Division of Cardiology, Department of Medicine, University of North Carolina at Chapel Hill, Chapel Hill, North Carolina, USA.
Curr Opin Organ Transplant. 2019 Jun;24(3):233-238. doi: 10.1097/MOT.0000000000000639.
This review summarizes contemporary desensitization strategies for patients awaiting cardiac transplantation in an era when specific management is still somewhat controversial.

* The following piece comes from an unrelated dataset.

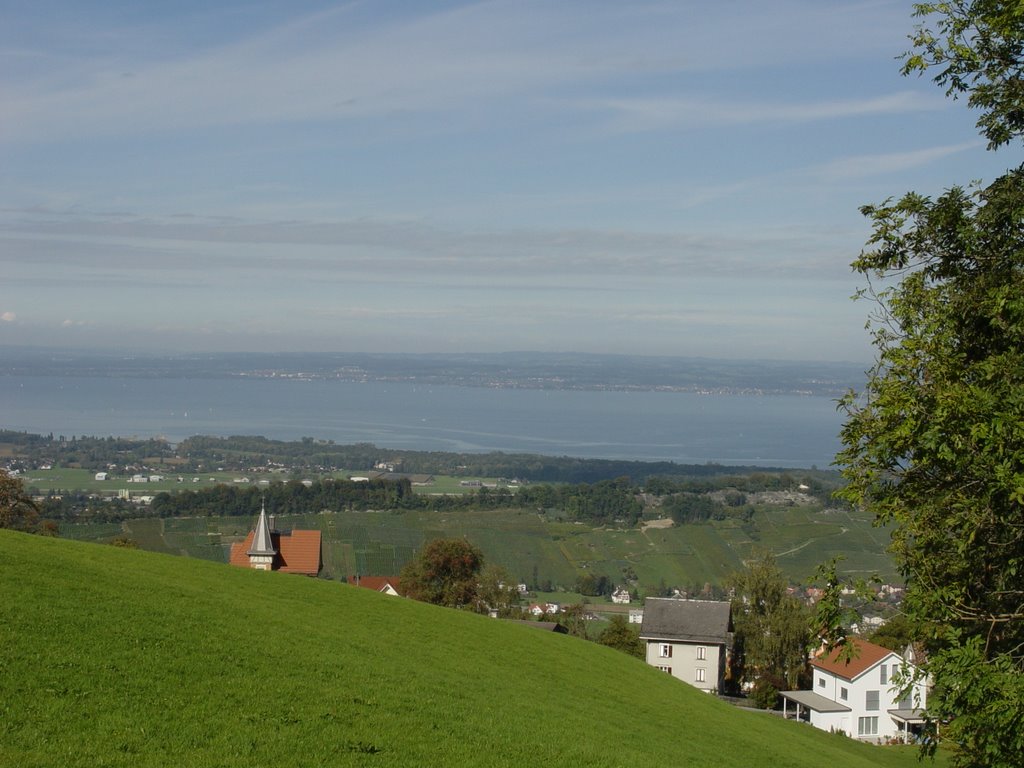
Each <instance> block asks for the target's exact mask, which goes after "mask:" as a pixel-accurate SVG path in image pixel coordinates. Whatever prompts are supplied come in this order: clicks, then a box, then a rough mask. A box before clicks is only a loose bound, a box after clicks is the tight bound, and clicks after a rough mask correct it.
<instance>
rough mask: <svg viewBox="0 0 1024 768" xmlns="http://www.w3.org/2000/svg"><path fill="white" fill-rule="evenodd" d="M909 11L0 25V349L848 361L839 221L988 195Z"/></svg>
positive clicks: (378, 16) (589, 3) (197, 6)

The number of sensitized patients awaiting heart transplantation is rising. Clinical assessment of antibody levels is mostly focused on human leukocyte antigen (HLA) antibodies. Sensitization to HLA antigens increases the risk of antibody medicated rejection and cardiac allograft vasculopathy after transplant, thus translates to reduced access to compatible donors and increased wait time to transplant. Desensitization therapy is commonly considered in listed patients with cPRA more than 50%, to either decrease the amount of circulating anti-HLA antibodies, reduce the antibody production, or a combination of both. Despite promising results on specific therapies (e.g., plasmapheresis, intravenous immunoglobulin, rituximab, bortezomib), there is a significant gap in knowledge on desensitization therapies in heart transplantation. Most data are from small observational studies and extrapolated from nonheart solid organ transplants.

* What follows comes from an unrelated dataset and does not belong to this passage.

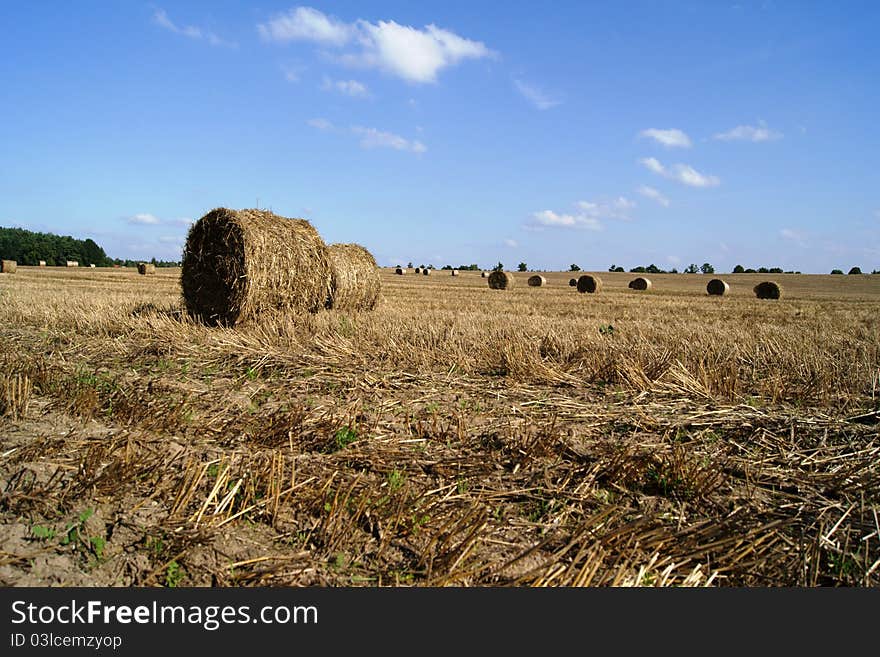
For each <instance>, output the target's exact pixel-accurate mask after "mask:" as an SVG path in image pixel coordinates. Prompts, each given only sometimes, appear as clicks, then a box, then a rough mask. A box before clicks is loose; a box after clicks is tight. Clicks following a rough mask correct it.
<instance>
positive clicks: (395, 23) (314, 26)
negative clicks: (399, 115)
mask: <svg viewBox="0 0 880 657" xmlns="http://www.w3.org/2000/svg"><path fill="white" fill-rule="evenodd" d="M257 30H258V32H259V33H260V36H261V37H262V38H263V39H264V40H266V41H270V42H276V43H284V42H288V41H307V42H311V43H314V44H316V45H319V46H323V47H325V48H337V49H345V48H351V49H353V50H346V51H345V52H342V53H341V54H340V55H339V56H338V57H337V60H338V61H339V62H341V63H343V64H346V65H350V66H357V67H363V68H373V69H378V70H381V71H384V72H386V73H388V74H390V75H394V76H397V77H399V78H402V79H404V80H407V81H408V82H415V83H429V82H436V81H437V75H438V74H439V72H440V71H442V70H443V69H445V68H448V67H450V66H455V65H456V64H458V63H460V62H462V61H464V60H466V59H481V58H484V57H494V56H495V53H494V52H493V51H491V50H490V49H489V48H488V47H486V45H485V44H484V43H482V42H481V41H474V40H471V39H466V38H464V37H461V36H459V35H457V34H455V33H454V32H450V31H449V30H445V29H442V28H439V27H437V26H436V25H434V24H430V25H426V26H425V27H424V28H423V29H418V28H415V27H411V26H408V25H400V24H398V23H396V22H394V21H378V22H377V23H371V22H369V21H365V20H361V19H359V20H357V21H355V22H351V23H346V22H344V21H341V20H339V19H337V18H335V17H332V16H327V15H326V14H324V13H322V12H321V11H319V10H317V9H313V8H311V7H296V8H294V9H291V10H290V11H289V12H287V13H284V14H279V15H276V16H275V17H274V18H272V19H271V20H269V21H267V22H266V23H261V24H259V25H258V26H257Z"/></svg>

Management of the sensitized patient awaiting heart transplant is individualized. Desensitization can facilitate negative cross-match and successful transplantation, but is associated with significant cost and potential adverse effects. The long-term outcomes of desensitization therapy remain to be determined, further emphasizing the importance of personalizing the treatment approach to each patient.
在特定治疗方案仍存在一定争议的时代,本综述总结了当前等待心脏移植患者的脱敏策略。
等待心脏移植的致敏患者数量正在增加。对抗体水平的临床评估主要集中在人类白细胞抗原(HLA)抗体上。致敏 HLA 抗原增加了移植后抗体介导排斥反应和心脏同种异体血管病的风险,从而降低了与相容供体的接触机会,并延长了移植等待时间。在 cPRA 超过 50%的已列入名单的患者中,通常会考虑脱敏治疗,以减少循环抗 HLA 抗体的数量、减少抗体产生,或两者兼而有之。尽管在特定治疗方法(如血浆置换、静脉注射免疫球蛋白、利妥昔单抗、硼替佐米)上取得了有希望的结果,但心脏移植中脱敏治疗的知识仍存在很大差距。大多数数据来自小型观察性研究,并从非心脏实体器官移植中推断得出。
等待心脏移植的致敏患者的管理是个体化的。脱敏治疗可以促进负交叉匹配和成功移植,但与高昂的成本和潜在的不良反应有关。脱敏治疗的长期结果仍有待确定,这进一步强调了根据每位患者的情况制定治疗方案的重要性。